Re: Subselect performance question

From: "Josh Berkus" <josh(at)agliodbs(dot)com>
To: Manfred Koizar <mkoi-pg(at)aon(dot)at>, pgsql-sql(at)postgresql(dot)org
Subject: Re: Subselect performance question
Date: 2002-05-02 22:38:22
Message-ID: web-1392296@davinci.ethosmedia.com
Views: Raw Message | Whole Thread | Download mbox | Resend email
Thread:
Lists: pgsql-sql

Manfred,

> I don't know, if it matters, but your queries are not equivalent. If
> for a client_id there is no row with case_status = 'ACT',
> active_count
> is ...

Thanks. Would have noticed that, and done a COALESCE.
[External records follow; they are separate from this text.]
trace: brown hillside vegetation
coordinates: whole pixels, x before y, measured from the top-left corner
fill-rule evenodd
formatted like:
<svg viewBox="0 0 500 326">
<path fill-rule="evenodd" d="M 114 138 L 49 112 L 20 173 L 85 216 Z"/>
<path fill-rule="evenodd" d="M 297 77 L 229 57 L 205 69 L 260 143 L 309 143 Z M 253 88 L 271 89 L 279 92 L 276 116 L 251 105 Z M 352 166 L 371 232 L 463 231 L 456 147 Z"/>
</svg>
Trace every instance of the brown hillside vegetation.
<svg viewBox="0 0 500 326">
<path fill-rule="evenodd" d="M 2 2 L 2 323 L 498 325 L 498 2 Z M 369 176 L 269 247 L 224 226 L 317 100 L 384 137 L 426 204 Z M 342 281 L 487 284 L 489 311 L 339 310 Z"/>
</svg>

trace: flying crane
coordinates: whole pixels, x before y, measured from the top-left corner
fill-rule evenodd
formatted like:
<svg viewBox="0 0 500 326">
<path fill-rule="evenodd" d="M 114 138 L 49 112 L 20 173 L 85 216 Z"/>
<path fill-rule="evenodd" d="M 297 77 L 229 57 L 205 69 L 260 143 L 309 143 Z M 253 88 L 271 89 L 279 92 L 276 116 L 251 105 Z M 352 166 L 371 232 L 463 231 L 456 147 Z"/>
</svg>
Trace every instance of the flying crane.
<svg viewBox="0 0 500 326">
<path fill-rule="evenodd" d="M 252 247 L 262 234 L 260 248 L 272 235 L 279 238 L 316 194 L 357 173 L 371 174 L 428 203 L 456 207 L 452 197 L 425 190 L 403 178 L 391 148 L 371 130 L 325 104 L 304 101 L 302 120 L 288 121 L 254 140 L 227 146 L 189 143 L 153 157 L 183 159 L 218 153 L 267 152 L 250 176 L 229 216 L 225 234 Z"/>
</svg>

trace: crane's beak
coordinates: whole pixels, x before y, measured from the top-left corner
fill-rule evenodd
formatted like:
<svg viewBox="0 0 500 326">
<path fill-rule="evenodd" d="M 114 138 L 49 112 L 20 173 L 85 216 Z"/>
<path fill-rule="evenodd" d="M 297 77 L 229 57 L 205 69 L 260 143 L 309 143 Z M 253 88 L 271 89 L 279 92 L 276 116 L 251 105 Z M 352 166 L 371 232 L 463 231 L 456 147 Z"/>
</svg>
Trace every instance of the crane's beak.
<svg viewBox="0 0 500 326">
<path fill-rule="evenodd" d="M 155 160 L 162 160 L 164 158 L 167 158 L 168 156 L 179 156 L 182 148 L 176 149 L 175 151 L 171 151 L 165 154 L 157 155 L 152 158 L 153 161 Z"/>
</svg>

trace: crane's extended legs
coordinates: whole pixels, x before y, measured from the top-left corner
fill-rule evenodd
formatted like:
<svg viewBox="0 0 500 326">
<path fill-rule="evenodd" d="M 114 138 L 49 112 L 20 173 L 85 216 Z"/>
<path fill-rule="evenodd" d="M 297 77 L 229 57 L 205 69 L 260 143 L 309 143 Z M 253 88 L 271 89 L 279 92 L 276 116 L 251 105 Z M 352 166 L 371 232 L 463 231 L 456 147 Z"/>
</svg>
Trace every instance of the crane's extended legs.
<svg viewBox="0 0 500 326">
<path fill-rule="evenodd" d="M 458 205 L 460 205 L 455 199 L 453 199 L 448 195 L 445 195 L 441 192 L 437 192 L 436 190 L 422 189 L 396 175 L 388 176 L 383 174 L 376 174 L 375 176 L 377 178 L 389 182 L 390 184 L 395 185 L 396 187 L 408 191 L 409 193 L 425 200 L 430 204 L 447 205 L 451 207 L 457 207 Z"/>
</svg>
> should match your first query and it doesn't use sub-selects at all.
> I haven't tested it though, so watch out for typos ...
> My personal hard-and-fast rule is "avoid sub-selects, use joins",
> but
> YMMV.

Yes, usually. There's other reasons in how I'm going to use the view,
though, that make me want to use a subselect.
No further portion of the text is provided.